The Foreign Feminist


feminist11Spend a short time in Turkey and you will notice that on the surface, women here are more feminine than the majority of their American counterparts. That’s not to say that American women have abandoned their bras and their razors, but the gender roles here are just somehow different. If you look at the number of housewives (homemakers, whatever) in Turkey versus the number of housewives (homemakers) in the States, I feel like those figures would support my claim. While plenty of women have careers outside of the home in Turkey, it seems that as a whole, Turkish society still allows for women to stay at home.

Since the “f” word has appeared in the title and the photo for this post, perhaps you are expecting me to complain about gender roles in Turkey. Well, I’m not going to. Over the last few days/weeks, I’ve been wondering what the “feminist” spectrum really looks like. Of course, I believe women and men must be socially and economically equal. I believe both sexes are loved equally by God. Both sexes deserve the same opportunities to achieve their goals and pursue happiness. If they have the same job, their salaries ought to be the same. But does being a feminist mean that I HAVE TO want to be top dog at my job? Does it mean that I HAVE TO want to put my career before everything else, including my marriage and my family?

While working on my master’s this summer, I told my advisor about my promotion at work. She liked to patronize me and suggested I only got the promotion because I speak English. I corrected her right away and let her know that I work with many other English-speakers. Then she said,”Well, good for you. Keep climbing that ladder. God knows you definitely wouldn’t want to be a Turkish housewife.” WHY IS THAT A BAD THING?!

Could being a feminist ALSO possibly mean that if I choose to, I can have as many children as I want — which is realistically no more than two — and then stay home to raise them myself? I worked in a daycare for four years. I took care of infants (8 weeks old and up), which meant I regularly had to take babies away from their crying mothers and assure everyone that the babies would be just fine when they came to get them 8 hours later.

Don’t get me wrong – 90% of those mothers were doing what they absolutely had to do in order to support their families, and they were spending a FORTUNE to make sure their babies were taken care of.

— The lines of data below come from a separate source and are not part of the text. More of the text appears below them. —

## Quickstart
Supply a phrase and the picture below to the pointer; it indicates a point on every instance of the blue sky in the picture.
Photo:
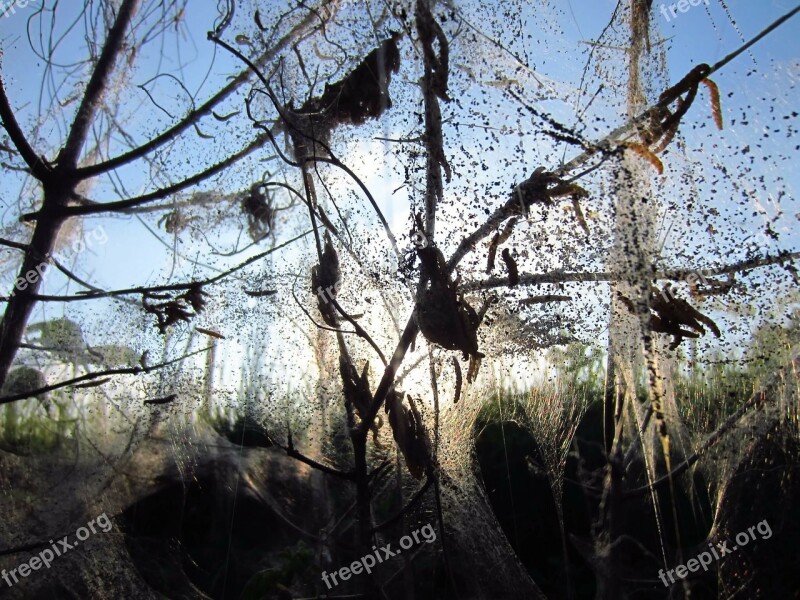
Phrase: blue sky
(701, 34)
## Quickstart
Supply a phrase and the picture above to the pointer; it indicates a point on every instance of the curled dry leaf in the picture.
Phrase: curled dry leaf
(408, 432)
(444, 318)
(326, 277)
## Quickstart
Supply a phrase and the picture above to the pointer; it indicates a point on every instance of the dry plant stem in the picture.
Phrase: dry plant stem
(58, 183)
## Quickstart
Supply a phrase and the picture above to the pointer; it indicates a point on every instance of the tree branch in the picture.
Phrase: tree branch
(39, 168)
(69, 155)
(96, 375)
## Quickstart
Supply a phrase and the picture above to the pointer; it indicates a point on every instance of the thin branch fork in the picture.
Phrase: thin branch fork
(293, 453)
(97, 375)
(205, 109)
(39, 168)
(169, 287)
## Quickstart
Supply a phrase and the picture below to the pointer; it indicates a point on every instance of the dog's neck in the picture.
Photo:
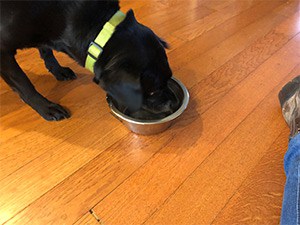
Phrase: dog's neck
(84, 23)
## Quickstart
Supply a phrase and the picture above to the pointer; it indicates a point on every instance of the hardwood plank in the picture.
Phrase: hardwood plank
(243, 64)
(187, 53)
(87, 219)
(92, 182)
(56, 164)
(259, 199)
(207, 23)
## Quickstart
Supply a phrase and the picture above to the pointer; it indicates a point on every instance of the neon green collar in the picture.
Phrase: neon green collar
(96, 47)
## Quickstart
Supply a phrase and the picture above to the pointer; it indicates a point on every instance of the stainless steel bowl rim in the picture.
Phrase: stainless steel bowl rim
(171, 117)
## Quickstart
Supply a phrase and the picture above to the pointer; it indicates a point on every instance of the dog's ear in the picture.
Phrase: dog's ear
(130, 16)
(164, 43)
(125, 89)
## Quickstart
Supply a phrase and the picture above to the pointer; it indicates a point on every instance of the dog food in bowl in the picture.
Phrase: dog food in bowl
(158, 112)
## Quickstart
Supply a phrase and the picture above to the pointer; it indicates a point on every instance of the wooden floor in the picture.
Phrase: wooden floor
(221, 163)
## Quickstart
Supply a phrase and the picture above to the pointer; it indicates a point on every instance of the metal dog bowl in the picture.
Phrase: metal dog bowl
(149, 127)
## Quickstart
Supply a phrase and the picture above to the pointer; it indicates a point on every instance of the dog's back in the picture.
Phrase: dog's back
(28, 24)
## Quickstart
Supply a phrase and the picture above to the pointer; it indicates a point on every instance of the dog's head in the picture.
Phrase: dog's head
(133, 65)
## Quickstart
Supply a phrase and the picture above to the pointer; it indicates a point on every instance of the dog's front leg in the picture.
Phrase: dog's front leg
(60, 73)
(19, 82)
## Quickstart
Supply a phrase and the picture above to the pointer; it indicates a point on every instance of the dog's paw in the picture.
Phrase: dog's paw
(53, 112)
(64, 73)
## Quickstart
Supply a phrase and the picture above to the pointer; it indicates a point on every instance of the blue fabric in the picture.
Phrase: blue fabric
(291, 199)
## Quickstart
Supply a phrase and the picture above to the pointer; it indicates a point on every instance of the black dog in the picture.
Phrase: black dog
(132, 66)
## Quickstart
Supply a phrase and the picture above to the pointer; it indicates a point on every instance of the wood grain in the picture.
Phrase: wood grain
(221, 162)
(258, 199)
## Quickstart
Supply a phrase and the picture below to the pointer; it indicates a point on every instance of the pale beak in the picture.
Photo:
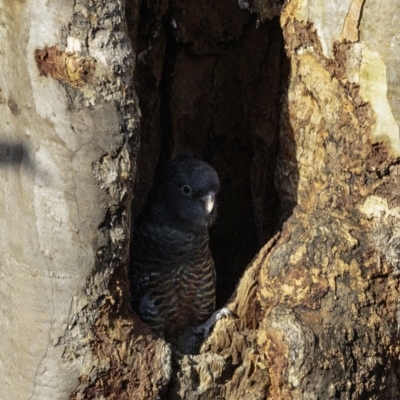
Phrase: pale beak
(209, 201)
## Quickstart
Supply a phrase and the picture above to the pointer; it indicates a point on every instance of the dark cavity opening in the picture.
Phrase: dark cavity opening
(209, 77)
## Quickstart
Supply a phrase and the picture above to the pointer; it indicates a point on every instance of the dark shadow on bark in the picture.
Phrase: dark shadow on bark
(210, 78)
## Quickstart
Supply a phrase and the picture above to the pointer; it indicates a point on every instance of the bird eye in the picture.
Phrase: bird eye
(186, 189)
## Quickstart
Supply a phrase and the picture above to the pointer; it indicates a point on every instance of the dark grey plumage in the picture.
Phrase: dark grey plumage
(172, 272)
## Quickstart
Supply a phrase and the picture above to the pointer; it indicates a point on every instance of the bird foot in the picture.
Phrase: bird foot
(205, 327)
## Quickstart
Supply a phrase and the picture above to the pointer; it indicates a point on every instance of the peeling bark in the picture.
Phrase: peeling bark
(69, 141)
(316, 310)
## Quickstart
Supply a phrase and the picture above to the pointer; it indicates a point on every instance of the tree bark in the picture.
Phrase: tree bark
(318, 307)
(69, 139)
(317, 313)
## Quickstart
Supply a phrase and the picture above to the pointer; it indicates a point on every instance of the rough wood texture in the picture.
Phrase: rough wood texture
(69, 138)
(318, 307)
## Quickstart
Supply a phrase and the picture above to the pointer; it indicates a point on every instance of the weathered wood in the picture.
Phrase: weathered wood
(326, 295)
(69, 123)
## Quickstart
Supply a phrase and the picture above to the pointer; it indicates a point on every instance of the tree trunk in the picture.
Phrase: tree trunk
(317, 308)
(308, 150)
(69, 138)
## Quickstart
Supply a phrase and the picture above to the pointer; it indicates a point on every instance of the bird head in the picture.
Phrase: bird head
(186, 193)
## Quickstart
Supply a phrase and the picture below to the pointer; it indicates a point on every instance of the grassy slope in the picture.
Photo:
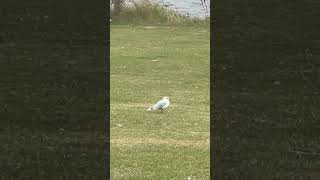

But deep down, it always terrified me to think that I would most likely be one of those mothers one day, and I wouldn’t have $15,000 to send my infant to the “best” daycare in my area. I would most likely only be able to afford those sketchy home daycares that may or may not double as a meth lab.

I live in a country where it’s normal and acceptable to be a housewife. I’ve seen the extremes, too. There are the Desperate Housewives, who leave their villas looking like a walking advertisement for their plastic surgeon, in an ensemble that costs more than my entire wardrobe combined. Then there are the desperate housewives (there’s a difference) who have at least three kids dangling off of their exhausted bodies, which they have to hoist up onto the bus, along with the stroller and groceries, and they probably haven’t had even five minutes to themselves just to shower in two days.

I’d most likely fall somewhere in the middle, which isn’t a terrible place to be. But of course, at this point, being a stay-at-home mom is more of a pipe dream for me. I’ve crunched some numbers, and I would have to work at my current job for at least 3 more years before a baby could even be a twinkle in my eye.

Then of course, there’s the other side of the coin. Even if Canim won the lottery and we could live in a penthouse overlooking the sea and I could afford to fly to NY as often as I’d like while still being able to afford having my hair blown out thrice a week, what kind of a housewife would I be? You decide:

– I used detergent to mop the balcony (apparently that’s a no-no).
– I look up recipes on the internet – which women here won’t explicitly poo-poo, but they’ve remarked on it with some disdain. Meanwhile, I feel like I should be applauded for actually using Pinterest for recipes and attempting to make them Pinterest-perfect to catch up with my peers in the States!  Excuse me for not having the recipe for dolma in my DNA!
– I have no qualms about paying another woman to clean my home.
– I have no qualms about asking my husband to drop our work clothes off at the dry cleaners so everything can be pressed to perfection (because neatness matters MUCH MORE here than it does in the States).
– If I don’t have polished nails, I can still sleep well at night. How can I clean my house AND maintain a perfect manicure???? CHOOSE ONE.
– I am comfortable leaving my house without makeup, although admittedly I will not go to work that way.
– I can relax and even SLEEP knowing that there is laundry to be folded, floors to be vacuumed, windows to be cleaned (and what’s the point of that?  They always look streaky and the dust outside makes them dirty again a few hours later).
– I love having my own money and spending it or saving it (LOL) as I please. If I had to ask my husband for money, I think it would make me sick.

So, I could be a successful housewife, just not by Turkish standards. But my husband loves me, even with all of the things I listed, and he doesn’t measure me by Turkish standards. My value as a woman does not depend on my domestic capabilities or my professional accolades. It depends on something else, which my husband already seems to understand (hence his decision to be my husband), and I, for some reason, am struggling to figure out.